I tutaj niema zgody. Na pewno pamiętasz z lekcji biologi o tym, jak uczono o przekazywaniu cech dziedzicznych i o tym, że jak ojciec jest murzynem a matka Eskimoską, to jakie są szanse na to, że potomstwo otrzyma takie a nie inne cechy.
I tutaj jest oczywiste, że ludzie w pewnych miejscach mają pewne cechy i przekazują je sobie. DNA Eskimosa ma kilka cech które są kluczowe dla tej rasy. I niema znaczenia, że koktajl reszty może być większy między resztą genów u osobników tej populacji niż te które decydują o cechach rasy. Liczy się to, co definiuje daną grupę,odróżnia od innych.

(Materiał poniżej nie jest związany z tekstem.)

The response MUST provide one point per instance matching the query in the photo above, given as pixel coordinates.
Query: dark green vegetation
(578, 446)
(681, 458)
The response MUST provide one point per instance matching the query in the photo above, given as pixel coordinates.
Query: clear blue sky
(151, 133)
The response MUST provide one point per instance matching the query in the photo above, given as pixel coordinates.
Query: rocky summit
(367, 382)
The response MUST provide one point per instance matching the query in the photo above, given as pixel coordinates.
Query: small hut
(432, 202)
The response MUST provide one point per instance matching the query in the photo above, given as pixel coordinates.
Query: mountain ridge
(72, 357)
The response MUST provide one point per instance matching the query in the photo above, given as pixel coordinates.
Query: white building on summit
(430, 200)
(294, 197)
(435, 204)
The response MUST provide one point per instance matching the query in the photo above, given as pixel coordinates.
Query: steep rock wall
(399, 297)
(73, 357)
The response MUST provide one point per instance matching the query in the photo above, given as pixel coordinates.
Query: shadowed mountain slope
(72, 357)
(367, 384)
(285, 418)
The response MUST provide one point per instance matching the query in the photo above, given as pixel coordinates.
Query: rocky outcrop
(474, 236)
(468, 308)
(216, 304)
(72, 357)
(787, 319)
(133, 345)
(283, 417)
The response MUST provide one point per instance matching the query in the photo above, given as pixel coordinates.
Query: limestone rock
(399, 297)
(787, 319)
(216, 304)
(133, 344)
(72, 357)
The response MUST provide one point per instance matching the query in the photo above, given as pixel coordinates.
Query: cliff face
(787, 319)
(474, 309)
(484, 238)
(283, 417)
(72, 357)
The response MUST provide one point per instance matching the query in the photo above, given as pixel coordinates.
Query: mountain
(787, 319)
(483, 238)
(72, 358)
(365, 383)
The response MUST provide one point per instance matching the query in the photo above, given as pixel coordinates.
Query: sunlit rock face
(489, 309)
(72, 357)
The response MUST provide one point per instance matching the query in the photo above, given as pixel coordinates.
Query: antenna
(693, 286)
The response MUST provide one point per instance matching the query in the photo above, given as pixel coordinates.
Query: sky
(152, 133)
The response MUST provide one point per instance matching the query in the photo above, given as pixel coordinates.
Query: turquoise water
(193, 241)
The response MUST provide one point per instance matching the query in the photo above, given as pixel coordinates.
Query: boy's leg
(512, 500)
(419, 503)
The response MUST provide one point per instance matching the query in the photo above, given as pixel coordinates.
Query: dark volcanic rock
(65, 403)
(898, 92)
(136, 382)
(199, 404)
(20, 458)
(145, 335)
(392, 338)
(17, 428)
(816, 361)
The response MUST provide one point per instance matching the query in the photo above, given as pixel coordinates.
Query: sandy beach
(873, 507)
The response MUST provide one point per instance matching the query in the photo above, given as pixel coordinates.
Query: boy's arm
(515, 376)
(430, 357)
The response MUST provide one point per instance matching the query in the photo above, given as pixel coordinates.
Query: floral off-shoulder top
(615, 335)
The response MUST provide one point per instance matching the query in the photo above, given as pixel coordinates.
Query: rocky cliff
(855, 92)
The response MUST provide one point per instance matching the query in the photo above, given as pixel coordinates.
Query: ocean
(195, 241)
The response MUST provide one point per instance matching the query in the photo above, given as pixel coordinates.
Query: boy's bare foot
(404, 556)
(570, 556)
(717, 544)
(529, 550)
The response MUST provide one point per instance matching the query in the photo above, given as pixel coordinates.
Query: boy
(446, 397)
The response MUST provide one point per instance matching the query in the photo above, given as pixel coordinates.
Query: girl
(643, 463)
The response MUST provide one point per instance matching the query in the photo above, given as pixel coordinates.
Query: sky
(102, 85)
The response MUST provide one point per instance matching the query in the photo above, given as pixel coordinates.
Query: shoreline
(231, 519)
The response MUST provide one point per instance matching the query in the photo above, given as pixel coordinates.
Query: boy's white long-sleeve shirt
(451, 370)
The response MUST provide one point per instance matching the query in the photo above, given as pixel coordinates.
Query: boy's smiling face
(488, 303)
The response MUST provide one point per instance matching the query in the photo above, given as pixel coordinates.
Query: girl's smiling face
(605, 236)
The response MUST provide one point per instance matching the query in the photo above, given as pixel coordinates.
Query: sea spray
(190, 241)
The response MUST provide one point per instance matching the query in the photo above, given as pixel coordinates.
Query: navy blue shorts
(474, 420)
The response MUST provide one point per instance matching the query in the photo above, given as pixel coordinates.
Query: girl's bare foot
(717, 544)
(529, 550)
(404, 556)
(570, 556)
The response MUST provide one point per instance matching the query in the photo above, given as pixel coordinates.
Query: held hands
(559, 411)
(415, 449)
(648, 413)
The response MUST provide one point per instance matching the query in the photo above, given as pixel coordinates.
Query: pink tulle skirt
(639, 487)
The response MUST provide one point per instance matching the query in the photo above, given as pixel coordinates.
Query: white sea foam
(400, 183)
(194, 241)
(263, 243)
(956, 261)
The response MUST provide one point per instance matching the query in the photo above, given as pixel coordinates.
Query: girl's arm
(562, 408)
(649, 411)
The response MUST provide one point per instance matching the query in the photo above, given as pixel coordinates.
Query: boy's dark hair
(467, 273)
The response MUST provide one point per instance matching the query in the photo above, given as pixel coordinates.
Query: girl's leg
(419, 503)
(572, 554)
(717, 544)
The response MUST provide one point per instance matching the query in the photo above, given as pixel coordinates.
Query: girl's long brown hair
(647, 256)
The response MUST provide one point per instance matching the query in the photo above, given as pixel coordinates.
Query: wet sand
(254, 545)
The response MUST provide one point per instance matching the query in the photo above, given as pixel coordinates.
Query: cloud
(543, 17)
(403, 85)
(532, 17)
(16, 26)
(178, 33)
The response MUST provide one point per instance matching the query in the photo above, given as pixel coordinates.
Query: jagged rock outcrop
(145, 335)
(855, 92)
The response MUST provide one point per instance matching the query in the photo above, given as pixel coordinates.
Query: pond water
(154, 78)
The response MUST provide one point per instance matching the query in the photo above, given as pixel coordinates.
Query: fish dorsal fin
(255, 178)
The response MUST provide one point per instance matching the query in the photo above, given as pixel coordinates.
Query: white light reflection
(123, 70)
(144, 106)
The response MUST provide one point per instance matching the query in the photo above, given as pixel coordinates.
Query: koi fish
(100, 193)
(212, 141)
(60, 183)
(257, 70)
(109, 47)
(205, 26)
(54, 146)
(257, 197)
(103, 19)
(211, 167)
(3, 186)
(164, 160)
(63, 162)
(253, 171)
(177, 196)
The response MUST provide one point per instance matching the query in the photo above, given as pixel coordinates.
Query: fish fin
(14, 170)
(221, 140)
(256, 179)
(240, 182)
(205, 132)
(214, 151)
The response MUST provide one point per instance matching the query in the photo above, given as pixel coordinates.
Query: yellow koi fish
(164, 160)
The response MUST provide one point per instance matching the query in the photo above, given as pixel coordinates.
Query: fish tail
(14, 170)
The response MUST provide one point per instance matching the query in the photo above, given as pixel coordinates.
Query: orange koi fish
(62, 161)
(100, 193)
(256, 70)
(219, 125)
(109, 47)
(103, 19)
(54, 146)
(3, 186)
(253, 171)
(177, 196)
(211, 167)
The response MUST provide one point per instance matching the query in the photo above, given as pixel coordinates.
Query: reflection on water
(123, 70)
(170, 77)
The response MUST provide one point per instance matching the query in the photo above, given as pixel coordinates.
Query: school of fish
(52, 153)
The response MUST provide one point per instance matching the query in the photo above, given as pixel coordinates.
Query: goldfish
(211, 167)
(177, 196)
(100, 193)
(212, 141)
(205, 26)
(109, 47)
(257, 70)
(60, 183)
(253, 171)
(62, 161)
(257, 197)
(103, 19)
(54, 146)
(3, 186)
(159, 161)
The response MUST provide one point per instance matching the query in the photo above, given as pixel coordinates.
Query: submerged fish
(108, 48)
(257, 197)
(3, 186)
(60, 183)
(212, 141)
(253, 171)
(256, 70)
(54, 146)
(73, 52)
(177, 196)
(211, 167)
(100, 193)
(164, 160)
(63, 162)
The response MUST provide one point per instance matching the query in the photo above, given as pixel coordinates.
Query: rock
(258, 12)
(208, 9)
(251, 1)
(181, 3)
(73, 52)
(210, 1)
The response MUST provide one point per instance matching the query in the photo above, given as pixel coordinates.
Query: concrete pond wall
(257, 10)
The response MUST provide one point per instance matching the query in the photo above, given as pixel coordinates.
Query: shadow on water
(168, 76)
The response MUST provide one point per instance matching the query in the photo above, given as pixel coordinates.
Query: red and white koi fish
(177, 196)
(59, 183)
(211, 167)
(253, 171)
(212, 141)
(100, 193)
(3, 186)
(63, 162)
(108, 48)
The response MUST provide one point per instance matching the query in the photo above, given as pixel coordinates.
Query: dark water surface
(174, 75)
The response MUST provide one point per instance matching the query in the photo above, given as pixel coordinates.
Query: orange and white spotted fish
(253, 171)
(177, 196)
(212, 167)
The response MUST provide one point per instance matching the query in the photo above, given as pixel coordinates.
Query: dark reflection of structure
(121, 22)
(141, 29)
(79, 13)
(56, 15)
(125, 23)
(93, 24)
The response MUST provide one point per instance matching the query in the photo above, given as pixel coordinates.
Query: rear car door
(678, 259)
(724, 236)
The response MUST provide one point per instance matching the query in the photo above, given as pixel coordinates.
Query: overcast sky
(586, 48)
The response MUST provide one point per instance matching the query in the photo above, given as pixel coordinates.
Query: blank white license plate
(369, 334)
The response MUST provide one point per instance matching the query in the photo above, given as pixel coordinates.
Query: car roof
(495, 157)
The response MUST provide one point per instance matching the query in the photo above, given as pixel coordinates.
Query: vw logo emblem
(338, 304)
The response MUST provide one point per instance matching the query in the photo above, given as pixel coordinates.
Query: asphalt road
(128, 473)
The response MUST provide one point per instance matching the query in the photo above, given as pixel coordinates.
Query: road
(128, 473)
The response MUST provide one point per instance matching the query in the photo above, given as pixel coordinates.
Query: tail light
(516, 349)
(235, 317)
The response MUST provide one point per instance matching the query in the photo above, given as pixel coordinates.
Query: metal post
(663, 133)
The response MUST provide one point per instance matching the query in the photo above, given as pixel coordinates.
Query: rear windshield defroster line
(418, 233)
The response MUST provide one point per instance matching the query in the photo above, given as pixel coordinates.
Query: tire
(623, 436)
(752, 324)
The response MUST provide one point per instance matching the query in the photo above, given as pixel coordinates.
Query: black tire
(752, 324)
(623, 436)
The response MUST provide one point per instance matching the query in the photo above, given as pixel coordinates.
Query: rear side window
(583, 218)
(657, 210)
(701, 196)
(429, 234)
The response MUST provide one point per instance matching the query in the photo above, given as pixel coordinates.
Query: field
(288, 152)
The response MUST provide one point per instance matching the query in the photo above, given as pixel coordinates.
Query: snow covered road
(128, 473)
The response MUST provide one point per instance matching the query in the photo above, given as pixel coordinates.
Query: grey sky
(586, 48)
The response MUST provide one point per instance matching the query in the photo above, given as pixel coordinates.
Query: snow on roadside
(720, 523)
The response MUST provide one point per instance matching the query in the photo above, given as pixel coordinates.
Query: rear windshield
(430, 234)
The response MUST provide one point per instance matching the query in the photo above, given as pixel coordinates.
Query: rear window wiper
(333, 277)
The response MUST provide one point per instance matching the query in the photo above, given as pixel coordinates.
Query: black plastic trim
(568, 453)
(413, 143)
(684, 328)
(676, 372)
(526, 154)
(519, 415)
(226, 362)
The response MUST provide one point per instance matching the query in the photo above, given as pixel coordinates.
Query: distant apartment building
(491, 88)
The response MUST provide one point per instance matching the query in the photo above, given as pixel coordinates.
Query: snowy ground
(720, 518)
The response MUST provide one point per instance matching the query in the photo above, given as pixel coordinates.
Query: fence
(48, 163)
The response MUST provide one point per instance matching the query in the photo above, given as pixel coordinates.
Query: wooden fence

Tak, że patrzymy na Cinczyka i mówimy Azjata, nie musimy badać genów.
Z tym różnym rozumieniem pojedynczych słów, czy całych zwrotów to jest bardzo ciekawy temat. Każdy dorastając gromadzi dane w specyficzny dla siebie, unikalny sposób. Zgromadzone dane interpretuje i przetwarza również unikatowo, poprzez wewnętrzny dialog.
Dlatego czasami trudno się dogadać nawet w ramach tego samego języka. Wieża Babel nie potrzebuje różnych języków Gdy spotykamy osobę najbardziej zbliżoną w tych procesach do nas samych to czujemy pewien rodzaj zrozumienia.
Dlatego jak poprosimy kilku ludzi o wypowiedź na temat jakiejś nieznanej im osoby, to każdy z nich ułoży inną historię na jej temat - w zależności od tego jakie informacje zgromadził w przeszłości mózg, który będzie starał się działać na zasadzie podobieństw do tego co zna.
Bywa też tak, że dwie osoby kłócą się o rację tylko z tego powodu, że ich mózg w przeszłości zgromadził inne dane i inaczej reaguje na używane określenia - a tak na prawdę zgadzają się i mówią o tym samym, tylko nie są w stanie tego dostrzec od razu.